Hal kebaikan seharusnya patut ditiru oleh universitas lain, menjadi acuan untuk berubah ke jalan yang lurus. Agar mahasiswa baru merasa betah di lingkungan kampus, sedari awal hingga akhir masa perkuliahan. Mana mungkin kita bisa belajar dengan baik dan benar jika dalam keadaan tertekan?

Tetapi ya begitu, itikad baik tidak selalu dipandang baik, begitu pun menyoal keburukan. Yang ada kita malah adu lidah, bukan sama-sama berpikir untuk mencari jalan keluar mana yang terbaik.

Pendidikan seharusnya ditanamkan dengan benih-benih cinta dan kasih sayang, bukan dari teriakan atau marah-marah. Setiap orang punya hati yang tidak dapat ditebak, bisa jadi di balik senyumnya ada hati yang menganga karena luka. Jangan sampai ospek dijadikan ajang balas dendam—yang justru salah sasaran, hingga menambah korban baru setiap tahunnya.

Ospek boleh terus ada, namun dengan teknik yang lebih baik lagi. Percayalah dengan perubahan itu tidak akan membuat mahasiswa baru menjadi tinggi hati, acuh terhadap kakak tingkat, dan lain hal. Bukankah setiap kebaikan dibalas dengan kebaikan? Walau ganjaran tersebut tidak pasti diberikan oleh perantara siapa, tapi dengan menebar kebaikan paling tidak kita telah menjadi manusia yang bermanfaat.
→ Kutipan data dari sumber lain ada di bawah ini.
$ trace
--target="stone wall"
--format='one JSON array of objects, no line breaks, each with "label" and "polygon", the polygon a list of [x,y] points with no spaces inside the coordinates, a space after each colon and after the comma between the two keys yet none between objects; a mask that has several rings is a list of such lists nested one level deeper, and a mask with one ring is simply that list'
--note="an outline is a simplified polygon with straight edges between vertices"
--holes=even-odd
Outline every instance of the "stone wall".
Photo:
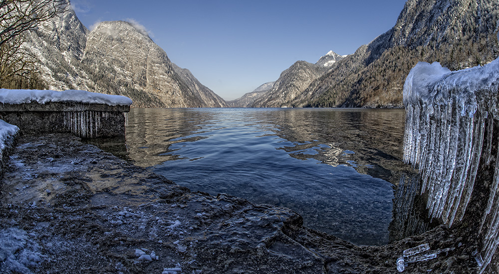
[{"label": "stone wall", "polygon": [[128,105],[73,101],[0,104],[0,119],[23,134],[72,133],[82,138],[123,137]]}]

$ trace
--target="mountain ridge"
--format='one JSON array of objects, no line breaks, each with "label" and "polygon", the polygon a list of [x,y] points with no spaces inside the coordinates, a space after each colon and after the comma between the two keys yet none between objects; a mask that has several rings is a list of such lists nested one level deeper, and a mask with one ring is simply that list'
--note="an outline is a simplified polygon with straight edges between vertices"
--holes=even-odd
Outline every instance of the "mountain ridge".
[{"label": "mountain ridge", "polygon": [[227,106],[132,23],[104,21],[90,31],[69,9],[29,35],[26,48],[49,89],[123,95],[135,107]]},{"label": "mountain ridge", "polygon": [[312,76],[302,70],[305,74],[284,85],[289,90],[274,87],[252,106],[403,107],[404,82],[418,62],[439,62],[457,70],[496,59],[497,4],[493,0],[408,0],[392,28],[331,62],[323,74]]}]

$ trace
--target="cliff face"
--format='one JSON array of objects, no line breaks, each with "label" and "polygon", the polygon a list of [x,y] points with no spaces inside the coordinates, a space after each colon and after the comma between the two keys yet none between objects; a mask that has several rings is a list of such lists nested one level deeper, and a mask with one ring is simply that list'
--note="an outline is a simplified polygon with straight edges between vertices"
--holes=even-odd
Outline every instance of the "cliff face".
[{"label": "cliff face", "polygon": [[282,72],[272,89],[253,103],[253,107],[290,106],[290,101],[325,72],[323,66],[299,61]]},{"label": "cliff face", "polygon": [[250,107],[253,103],[263,96],[273,86],[275,81],[262,84],[250,92],[245,93],[240,98],[227,102],[231,107]]},{"label": "cliff face", "polygon": [[456,70],[494,60],[498,19],[493,0],[409,0],[395,26],[335,63],[293,103],[401,107],[404,81],[417,62]]},{"label": "cliff face", "polygon": [[312,81],[344,58],[330,51],[315,64],[297,61],[282,72],[277,81],[262,85],[230,104],[236,107],[293,106],[293,100],[303,96],[302,92]]},{"label": "cliff face", "polygon": [[50,89],[124,95],[136,107],[226,105],[130,23],[103,22],[89,31],[71,10],[30,37],[27,47],[40,60],[41,78]]}]

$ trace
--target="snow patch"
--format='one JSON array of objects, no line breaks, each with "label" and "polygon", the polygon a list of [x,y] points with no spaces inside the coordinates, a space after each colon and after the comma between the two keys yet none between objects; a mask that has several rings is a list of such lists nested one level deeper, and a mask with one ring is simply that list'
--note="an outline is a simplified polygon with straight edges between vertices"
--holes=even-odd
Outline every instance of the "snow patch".
[{"label": "snow patch", "polygon": [[86,91],[69,90],[57,91],[0,89],[1,103],[13,104],[29,103],[34,101],[42,104],[49,102],[80,102],[111,106],[130,105],[132,103],[130,98],[124,96],[91,92]]},{"label": "snow patch", "polygon": [[0,266],[6,273],[31,274],[46,259],[26,231],[11,227],[0,231]]},{"label": "snow patch", "polygon": [[14,135],[19,131],[17,126],[11,125],[3,120],[0,120],[0,150],[3,154],[3,150],[5,147],[5,141],[11,136]]}]

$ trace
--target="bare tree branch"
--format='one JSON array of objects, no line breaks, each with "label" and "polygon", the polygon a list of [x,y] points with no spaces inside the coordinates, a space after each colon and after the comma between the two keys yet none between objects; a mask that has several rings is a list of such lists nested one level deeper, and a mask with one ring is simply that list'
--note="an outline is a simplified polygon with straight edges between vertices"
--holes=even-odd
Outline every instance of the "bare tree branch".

Tujuan utuma kuliah itu menuntut ilmu, bukan menuntut orang lain untuk mengikuti kemauan kita. Setiap orang punya hak yang sama, jadi jangan jadikan dalih kakak tingkat sebagai pembenaran. Esok lusa kita tidak pernah tahu kehidupan seseorang, bisa jadi orang yang kita sakiti adalah orang pertama yang membela kita maupun menghancurkan kita. Dulu ia diam dan diam bukan berarti ia tidak bertindak sedikit pun di belakang.

Semoga sistem pendidikan di negeri ini menjadi lebih baik dari tahun ke tahunnya. Pun meninggalkan budaya buruk yang seolah menjajah generasi bangsa sendiri. Mulailah berbanah pribadi, yang lain menyusul nantinya. Hidup pendidikan Indonesia!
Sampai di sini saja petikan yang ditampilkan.